Some proteins cannot be expressed successfully in E coli. Proteins that are involved in apoptosis, are rapidly degraded, have low solubility or are toxic can instead be expressed in a cell-free system. Cell-free expression is an in vitro method to produce proteins by isolating the protein translational machinery of eukaryotic or prokaryotic cells, allowing protein synthesis to take place in vitro and has since long been used for NMR applications [56]. Since the protein production takes place in an artificial environment, specific labels can be incorporated by supplying amino acids with the desired labeling pattern suitable for NMR studies. It is also possible to produce perdeuterated protein samples [57] and introduce non-natural amino acids [58].
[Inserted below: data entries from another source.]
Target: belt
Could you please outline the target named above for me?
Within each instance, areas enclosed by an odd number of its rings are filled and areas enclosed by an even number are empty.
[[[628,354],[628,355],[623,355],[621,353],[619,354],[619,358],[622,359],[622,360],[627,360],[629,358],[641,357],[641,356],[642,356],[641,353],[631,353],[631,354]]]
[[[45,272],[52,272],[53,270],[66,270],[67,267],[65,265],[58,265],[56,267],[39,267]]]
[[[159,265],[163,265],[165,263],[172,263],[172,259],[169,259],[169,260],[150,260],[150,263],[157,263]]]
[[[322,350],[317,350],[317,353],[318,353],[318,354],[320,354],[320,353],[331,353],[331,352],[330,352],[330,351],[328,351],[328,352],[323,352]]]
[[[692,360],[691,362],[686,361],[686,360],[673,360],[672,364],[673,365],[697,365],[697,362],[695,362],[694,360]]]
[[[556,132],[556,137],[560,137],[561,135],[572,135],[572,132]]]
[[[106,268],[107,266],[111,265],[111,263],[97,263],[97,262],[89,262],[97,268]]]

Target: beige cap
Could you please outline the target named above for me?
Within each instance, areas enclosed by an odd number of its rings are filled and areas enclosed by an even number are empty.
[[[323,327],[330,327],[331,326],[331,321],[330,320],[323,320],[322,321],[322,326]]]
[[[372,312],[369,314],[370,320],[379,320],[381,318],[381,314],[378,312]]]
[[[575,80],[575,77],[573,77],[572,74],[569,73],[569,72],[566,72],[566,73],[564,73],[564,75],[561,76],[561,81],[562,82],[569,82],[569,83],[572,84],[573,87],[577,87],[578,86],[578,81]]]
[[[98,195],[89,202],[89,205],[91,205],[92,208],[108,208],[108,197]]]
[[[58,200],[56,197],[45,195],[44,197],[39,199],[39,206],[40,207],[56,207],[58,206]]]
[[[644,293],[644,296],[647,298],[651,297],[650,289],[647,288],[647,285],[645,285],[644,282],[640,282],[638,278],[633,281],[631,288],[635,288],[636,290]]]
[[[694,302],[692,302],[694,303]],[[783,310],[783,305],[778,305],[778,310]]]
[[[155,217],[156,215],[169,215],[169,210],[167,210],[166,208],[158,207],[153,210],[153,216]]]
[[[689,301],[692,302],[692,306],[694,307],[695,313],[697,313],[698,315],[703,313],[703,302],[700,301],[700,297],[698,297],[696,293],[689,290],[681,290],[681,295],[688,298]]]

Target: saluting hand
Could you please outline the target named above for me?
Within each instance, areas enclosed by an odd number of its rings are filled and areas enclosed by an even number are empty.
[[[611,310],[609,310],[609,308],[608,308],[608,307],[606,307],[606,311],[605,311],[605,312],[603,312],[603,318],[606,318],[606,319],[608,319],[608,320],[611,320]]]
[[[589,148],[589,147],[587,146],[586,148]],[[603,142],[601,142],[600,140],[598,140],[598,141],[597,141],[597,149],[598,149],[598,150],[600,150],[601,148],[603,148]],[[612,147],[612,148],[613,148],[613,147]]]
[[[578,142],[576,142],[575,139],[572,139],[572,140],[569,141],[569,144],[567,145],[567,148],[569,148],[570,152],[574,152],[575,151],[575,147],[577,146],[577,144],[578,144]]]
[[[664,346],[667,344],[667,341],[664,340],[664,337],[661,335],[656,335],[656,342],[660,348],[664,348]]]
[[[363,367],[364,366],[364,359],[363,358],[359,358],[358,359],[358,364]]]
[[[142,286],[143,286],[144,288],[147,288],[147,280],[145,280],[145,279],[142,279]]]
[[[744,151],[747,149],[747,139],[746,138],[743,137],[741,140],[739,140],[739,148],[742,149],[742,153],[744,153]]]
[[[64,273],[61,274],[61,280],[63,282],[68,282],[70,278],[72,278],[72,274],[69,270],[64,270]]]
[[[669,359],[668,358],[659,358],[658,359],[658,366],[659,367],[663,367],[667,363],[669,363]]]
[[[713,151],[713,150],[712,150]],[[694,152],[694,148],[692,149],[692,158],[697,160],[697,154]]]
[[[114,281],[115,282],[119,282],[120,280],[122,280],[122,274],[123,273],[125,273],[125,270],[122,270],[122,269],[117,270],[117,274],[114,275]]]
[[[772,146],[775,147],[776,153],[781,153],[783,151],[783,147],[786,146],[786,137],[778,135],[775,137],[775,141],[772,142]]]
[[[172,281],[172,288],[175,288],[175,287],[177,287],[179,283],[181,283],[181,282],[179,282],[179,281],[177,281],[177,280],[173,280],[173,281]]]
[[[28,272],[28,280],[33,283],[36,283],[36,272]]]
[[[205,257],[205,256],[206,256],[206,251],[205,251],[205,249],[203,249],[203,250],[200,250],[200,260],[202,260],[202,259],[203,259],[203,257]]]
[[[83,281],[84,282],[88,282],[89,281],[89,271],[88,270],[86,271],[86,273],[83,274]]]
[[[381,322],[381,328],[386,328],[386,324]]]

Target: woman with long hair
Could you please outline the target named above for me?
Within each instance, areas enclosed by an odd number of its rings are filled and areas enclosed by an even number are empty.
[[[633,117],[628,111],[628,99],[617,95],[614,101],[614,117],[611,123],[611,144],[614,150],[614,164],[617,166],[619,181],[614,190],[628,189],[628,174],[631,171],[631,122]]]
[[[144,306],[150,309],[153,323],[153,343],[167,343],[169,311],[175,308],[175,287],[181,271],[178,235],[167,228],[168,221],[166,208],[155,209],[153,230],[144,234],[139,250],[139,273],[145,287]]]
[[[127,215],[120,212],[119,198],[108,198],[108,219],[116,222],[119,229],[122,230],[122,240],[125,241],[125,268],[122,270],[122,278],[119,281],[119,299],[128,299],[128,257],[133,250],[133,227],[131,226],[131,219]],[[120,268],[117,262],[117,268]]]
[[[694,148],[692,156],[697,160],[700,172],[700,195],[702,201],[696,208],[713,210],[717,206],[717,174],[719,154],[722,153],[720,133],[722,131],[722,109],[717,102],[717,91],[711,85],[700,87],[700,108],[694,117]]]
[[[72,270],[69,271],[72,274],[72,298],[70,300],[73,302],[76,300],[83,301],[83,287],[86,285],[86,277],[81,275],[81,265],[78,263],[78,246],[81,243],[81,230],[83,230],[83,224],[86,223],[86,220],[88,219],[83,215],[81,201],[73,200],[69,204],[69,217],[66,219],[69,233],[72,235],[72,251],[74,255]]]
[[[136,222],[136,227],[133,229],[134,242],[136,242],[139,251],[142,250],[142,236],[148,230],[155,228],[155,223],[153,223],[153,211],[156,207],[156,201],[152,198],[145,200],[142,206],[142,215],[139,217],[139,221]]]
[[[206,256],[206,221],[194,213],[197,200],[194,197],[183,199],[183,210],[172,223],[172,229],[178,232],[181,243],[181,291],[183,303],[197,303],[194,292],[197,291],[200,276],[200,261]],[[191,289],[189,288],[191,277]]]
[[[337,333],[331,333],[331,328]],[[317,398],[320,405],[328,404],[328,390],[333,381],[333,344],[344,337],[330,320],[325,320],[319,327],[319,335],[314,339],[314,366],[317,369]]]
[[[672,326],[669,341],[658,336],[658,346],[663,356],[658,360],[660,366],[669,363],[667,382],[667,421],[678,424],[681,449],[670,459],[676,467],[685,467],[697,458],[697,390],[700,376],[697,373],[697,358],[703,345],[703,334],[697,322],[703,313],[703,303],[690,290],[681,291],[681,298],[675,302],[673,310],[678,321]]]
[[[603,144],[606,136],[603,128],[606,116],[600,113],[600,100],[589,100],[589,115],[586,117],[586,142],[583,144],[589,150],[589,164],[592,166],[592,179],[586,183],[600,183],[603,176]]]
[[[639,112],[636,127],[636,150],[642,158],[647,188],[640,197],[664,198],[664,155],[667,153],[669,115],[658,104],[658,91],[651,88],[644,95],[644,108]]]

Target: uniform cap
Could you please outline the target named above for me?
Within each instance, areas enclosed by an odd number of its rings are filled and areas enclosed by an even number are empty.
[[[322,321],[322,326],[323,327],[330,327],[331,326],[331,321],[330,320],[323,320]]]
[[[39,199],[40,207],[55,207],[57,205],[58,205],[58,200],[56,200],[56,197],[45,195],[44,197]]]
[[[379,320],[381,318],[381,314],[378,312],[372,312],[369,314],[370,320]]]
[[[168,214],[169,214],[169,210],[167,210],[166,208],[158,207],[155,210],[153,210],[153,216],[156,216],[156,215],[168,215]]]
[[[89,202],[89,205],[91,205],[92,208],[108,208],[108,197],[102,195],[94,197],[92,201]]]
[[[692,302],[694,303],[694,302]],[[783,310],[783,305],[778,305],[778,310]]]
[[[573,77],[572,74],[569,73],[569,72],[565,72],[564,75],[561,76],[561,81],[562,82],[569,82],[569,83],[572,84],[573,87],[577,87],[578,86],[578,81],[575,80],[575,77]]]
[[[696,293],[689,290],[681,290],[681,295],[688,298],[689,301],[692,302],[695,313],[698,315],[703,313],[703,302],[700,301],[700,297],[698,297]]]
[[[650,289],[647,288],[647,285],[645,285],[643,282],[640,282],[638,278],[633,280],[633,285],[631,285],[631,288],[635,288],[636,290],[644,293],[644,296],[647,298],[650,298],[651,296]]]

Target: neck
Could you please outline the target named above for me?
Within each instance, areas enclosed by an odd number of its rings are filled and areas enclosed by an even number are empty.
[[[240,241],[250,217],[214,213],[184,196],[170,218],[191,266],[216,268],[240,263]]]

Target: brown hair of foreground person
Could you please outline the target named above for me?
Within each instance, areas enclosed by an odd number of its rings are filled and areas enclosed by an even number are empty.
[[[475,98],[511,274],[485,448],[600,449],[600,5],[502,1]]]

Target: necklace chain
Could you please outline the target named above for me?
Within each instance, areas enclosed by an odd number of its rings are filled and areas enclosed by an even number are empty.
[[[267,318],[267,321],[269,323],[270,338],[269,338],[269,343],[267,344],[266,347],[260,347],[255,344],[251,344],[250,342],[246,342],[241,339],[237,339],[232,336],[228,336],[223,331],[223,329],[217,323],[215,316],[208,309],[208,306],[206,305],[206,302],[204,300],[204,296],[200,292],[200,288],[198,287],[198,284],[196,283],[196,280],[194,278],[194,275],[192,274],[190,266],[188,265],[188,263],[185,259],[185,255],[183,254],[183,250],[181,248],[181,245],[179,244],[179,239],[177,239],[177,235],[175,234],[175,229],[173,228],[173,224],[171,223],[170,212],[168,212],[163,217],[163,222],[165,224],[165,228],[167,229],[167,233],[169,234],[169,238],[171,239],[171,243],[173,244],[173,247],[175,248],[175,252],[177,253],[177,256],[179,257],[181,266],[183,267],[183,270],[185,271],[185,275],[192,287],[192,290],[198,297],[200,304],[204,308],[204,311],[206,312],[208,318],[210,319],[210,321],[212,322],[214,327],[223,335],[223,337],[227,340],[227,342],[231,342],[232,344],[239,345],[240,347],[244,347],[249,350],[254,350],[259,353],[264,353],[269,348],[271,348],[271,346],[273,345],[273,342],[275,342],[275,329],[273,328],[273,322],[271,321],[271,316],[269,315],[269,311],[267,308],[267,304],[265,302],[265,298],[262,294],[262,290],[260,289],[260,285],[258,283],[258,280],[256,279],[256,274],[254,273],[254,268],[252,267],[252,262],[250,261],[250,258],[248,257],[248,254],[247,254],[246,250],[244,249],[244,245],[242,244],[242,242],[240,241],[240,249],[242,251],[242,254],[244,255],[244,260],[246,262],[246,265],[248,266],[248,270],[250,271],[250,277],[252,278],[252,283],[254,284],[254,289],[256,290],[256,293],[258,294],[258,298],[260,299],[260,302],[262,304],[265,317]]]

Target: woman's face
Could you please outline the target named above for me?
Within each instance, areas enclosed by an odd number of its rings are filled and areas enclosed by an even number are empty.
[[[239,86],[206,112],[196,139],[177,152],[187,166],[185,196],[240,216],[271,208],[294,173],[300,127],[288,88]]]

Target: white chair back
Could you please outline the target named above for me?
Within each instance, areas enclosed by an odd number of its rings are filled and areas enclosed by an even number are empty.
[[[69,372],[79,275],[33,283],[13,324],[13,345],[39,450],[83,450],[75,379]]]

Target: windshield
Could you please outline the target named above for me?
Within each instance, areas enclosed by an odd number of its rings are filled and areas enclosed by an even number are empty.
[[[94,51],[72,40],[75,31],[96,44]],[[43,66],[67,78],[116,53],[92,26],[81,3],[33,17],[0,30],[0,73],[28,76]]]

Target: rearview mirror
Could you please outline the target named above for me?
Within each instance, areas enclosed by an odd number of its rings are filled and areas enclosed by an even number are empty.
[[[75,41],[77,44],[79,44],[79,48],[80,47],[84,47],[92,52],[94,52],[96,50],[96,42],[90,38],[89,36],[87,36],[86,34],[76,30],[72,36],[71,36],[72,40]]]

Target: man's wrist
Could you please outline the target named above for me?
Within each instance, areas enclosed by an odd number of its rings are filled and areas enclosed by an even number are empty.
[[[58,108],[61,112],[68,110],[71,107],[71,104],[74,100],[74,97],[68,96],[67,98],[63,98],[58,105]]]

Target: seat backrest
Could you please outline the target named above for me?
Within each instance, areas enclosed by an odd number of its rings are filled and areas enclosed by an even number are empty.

Cell-free protein synthesis can be achieved either by batch-mode or continuous-exchange. The batch-mode protocol includes mixing the reactants (cell extract, template DNA, RNA polymerase, NTPs) in a buffered solution and incubating. However, build-up of by-products and depletion of NTPs are limiting factors. The continuous-exchange protocol involves incubating the reaction in a dialysis membrane, allowing exchange of solutes and thereby removing by-products and supplying NTPs to the synthesis reaction across the membrane. The continuous-flow cell-free system is a variation of this concept. Here, NTPs are continuously added to the reaction mixture while by-products are simultaneously removed through a membrane that retains the translational components.

8 Concluding Remarks

We have herein described isotopic labeling schemes and experimental methods for characterization of high molecular weight systems by NMR spectroscopy. Current methodology allows resonance assignments and structural characterization of single chain proteins approaching 100 kDa [17, 39] as well as relating structure and dynamics to function for supra-molecular systems as large as the 20S core particle of the ribosome [51, 55, 59]. Key to most labeling techniques is substitution of deuterons for protons at most positions. Protons are only retained at strategic positions, such as at backbone amide positions or at certain methyl groups, to gain as much sensitivity and resolution enhancement as possible in TROSY type experiments. The continuous development of new labeling schemes in combination with improved pulse sequences, more powerful magnets and more sensitive probes ensures that even larger and more complex systems can be studied with NMR spectroscopy in the future.